JeremiahCrouse said:


> God this discussion sucks so hard. No wonder I developed a secondary tritype, the 378. 459 was supposed to be so meaningful and deep, but if it kept me so disconnected from others, what was the point? You guys try and fail miserably at connecting with one another because you find each other predictable and bland. Im sure the reason theres difficulty for the 479 to commit to a relationship with 459 is that 479 has less interest in being the empathic elite. If they wanted that theyd be 459 as well, and the two 459s wouldve never initiated conversation with one another. But God help the 479! I mean what good is that? Must be situation specific. Maybe others accept the 479 as empathic elite (even tho 479 knows the truth) whereas 459 hates that they mislabel 479 the empathic elite, because they know empathic elite, they fully embody it.
> 
> I hate the classification of humanity into sectors such as these. I aim to turn each of you against the other using your own self definitions and concepts. Until no one any longer knows himself, we only see and appreciate each other as we are experienced by others.

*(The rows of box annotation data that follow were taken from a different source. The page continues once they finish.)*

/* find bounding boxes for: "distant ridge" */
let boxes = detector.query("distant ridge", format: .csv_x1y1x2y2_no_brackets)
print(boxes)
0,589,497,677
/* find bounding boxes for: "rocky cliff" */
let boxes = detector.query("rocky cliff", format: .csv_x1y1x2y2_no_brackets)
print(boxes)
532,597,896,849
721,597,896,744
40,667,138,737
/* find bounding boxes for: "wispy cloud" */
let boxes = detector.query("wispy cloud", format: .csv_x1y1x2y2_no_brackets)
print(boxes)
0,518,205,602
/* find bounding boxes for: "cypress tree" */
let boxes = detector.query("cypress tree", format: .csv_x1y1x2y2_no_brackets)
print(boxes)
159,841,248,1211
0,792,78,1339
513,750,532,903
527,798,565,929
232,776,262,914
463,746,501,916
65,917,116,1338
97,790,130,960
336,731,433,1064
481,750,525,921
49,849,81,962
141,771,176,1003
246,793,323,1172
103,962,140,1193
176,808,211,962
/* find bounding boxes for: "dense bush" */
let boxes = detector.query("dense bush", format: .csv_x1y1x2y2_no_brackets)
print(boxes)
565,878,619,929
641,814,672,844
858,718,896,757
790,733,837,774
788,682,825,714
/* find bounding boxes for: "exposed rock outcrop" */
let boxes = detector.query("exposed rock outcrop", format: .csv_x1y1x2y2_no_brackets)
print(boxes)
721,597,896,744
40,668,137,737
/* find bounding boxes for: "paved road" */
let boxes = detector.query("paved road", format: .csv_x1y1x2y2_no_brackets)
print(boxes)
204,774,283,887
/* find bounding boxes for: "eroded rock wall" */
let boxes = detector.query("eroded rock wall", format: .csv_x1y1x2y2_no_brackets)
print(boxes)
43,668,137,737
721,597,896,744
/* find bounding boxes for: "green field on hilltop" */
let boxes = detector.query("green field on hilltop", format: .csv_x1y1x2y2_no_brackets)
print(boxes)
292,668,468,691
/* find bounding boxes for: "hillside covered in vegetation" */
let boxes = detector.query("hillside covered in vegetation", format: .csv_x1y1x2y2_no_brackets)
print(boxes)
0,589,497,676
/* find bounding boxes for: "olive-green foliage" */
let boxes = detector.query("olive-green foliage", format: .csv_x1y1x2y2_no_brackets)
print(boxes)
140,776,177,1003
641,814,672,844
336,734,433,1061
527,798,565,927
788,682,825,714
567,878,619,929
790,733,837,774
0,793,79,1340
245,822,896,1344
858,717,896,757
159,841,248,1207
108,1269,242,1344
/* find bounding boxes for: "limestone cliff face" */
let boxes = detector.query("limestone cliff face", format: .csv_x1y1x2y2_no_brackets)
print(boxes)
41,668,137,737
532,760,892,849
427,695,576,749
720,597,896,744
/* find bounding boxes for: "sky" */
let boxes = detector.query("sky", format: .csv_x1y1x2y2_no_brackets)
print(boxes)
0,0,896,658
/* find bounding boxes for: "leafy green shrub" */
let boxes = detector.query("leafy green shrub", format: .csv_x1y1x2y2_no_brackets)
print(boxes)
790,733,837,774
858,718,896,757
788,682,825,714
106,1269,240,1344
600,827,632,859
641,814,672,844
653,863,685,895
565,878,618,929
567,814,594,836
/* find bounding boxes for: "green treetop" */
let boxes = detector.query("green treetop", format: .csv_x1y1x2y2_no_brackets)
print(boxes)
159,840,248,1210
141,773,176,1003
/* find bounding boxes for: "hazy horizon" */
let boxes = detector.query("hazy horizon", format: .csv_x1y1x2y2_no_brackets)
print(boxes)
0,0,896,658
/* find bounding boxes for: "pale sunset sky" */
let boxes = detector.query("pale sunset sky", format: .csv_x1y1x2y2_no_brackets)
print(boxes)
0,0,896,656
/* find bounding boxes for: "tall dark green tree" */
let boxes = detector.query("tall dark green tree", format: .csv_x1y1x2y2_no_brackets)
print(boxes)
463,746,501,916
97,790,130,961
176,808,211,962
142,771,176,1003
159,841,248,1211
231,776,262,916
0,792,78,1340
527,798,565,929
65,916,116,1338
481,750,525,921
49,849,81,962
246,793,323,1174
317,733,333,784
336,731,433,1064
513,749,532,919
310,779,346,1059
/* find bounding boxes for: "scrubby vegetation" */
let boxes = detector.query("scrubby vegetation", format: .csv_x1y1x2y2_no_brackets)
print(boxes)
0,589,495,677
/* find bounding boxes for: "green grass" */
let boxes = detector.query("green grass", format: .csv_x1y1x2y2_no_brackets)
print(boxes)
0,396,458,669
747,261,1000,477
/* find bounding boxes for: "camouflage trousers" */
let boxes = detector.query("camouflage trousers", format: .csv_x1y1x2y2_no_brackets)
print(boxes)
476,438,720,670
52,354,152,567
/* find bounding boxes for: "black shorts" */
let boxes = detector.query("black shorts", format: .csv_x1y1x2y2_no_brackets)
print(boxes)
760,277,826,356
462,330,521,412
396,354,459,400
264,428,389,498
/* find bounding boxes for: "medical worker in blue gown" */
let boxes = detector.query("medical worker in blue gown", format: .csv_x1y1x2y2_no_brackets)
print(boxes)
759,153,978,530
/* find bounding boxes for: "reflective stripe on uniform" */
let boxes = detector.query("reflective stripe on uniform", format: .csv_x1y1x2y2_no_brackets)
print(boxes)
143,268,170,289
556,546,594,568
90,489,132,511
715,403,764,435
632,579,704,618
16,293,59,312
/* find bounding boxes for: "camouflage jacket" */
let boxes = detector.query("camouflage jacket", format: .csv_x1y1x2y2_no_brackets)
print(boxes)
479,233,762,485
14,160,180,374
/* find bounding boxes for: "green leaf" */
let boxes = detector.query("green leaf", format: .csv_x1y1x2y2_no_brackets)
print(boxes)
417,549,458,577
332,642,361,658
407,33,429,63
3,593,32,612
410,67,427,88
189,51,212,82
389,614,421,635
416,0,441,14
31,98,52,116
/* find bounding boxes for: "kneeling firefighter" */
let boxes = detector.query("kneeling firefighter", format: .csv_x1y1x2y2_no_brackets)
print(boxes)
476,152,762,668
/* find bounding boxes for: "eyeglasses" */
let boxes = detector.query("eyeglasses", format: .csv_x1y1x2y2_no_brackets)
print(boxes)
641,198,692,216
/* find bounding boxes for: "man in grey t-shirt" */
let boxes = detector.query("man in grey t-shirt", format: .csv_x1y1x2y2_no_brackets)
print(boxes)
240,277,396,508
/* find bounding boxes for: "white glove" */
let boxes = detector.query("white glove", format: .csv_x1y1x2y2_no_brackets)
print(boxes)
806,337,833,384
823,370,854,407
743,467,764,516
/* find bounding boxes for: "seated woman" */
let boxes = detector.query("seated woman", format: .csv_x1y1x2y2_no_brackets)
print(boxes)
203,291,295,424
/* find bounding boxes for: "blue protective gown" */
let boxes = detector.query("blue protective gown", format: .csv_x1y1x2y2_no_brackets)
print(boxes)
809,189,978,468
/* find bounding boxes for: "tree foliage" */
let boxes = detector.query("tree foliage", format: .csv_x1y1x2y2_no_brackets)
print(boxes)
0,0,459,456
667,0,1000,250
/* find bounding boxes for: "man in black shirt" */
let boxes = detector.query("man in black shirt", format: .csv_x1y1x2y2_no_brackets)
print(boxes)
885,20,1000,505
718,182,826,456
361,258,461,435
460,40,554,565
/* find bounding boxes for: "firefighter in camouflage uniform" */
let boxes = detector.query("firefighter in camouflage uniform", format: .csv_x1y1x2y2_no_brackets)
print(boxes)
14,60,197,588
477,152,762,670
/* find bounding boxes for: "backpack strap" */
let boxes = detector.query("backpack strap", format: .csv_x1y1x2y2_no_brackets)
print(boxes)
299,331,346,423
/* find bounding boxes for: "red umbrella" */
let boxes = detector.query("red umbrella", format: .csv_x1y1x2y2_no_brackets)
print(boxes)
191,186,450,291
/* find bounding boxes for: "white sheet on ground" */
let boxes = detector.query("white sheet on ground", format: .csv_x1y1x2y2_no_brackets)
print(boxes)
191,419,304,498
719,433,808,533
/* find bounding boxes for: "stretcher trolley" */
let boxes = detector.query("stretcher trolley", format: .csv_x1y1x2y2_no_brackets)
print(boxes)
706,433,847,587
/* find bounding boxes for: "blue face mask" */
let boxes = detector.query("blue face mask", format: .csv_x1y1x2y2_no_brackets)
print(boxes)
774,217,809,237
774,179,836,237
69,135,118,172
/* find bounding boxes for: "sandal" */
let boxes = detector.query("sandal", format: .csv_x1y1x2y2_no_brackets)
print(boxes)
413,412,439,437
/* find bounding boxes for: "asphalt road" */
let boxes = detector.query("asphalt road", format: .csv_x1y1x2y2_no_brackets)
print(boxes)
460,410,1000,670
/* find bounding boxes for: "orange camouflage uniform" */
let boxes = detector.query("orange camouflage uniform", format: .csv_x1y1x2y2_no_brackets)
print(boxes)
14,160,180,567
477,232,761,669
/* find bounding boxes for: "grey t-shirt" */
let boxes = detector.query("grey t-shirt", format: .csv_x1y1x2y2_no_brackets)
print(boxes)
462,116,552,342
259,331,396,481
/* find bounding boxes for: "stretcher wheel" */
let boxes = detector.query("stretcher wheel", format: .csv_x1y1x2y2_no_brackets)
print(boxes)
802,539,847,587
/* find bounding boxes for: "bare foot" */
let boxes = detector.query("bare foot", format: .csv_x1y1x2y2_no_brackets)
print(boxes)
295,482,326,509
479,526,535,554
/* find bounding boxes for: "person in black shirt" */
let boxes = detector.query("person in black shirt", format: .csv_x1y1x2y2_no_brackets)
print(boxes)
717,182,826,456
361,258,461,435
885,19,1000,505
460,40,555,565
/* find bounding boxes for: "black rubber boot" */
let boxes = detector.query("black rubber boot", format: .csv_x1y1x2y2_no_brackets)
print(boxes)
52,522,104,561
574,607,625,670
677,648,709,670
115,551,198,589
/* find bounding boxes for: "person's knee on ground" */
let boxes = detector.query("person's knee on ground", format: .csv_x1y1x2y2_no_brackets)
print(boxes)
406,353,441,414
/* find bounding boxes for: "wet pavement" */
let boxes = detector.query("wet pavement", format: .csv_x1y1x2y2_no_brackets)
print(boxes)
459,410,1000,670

Yeah, maybe we are just fucked up people. Still, I'm kind of proud of that.

Also that last paragraph... Are you Jesus Christ or what? I want to see the outcome of that. I don't totally disagree with you in any case.


----------



## Little Egg (Dec 26, 2010)

@Karkino Your insights are amazing, thank you so much for sharing! You have helped me understand some things better from some of the reading material I've gone through. Honestly I haven't read that much yet in my own journey of self discovery when it comes to Enneagram. I think I've read a fair bit on Myers-Briggs.



hareofcaerbannog said:


> I genuinely wonder how you can intuit on these types behavior. It’s amazing haha. Do you know real life people of these types? Do you read books about them?


I want to know the answer to this too please! 

I've typed myself as a sx 459 three months ago. As I continue to self reflect and do my own research on this, this might change in the future but so far, I think this resonates as true for me.
I think young me did experience some conflict. In particular the need to


Karkino said:


> feel welcomed and accepted by their environment in order to open up and be social.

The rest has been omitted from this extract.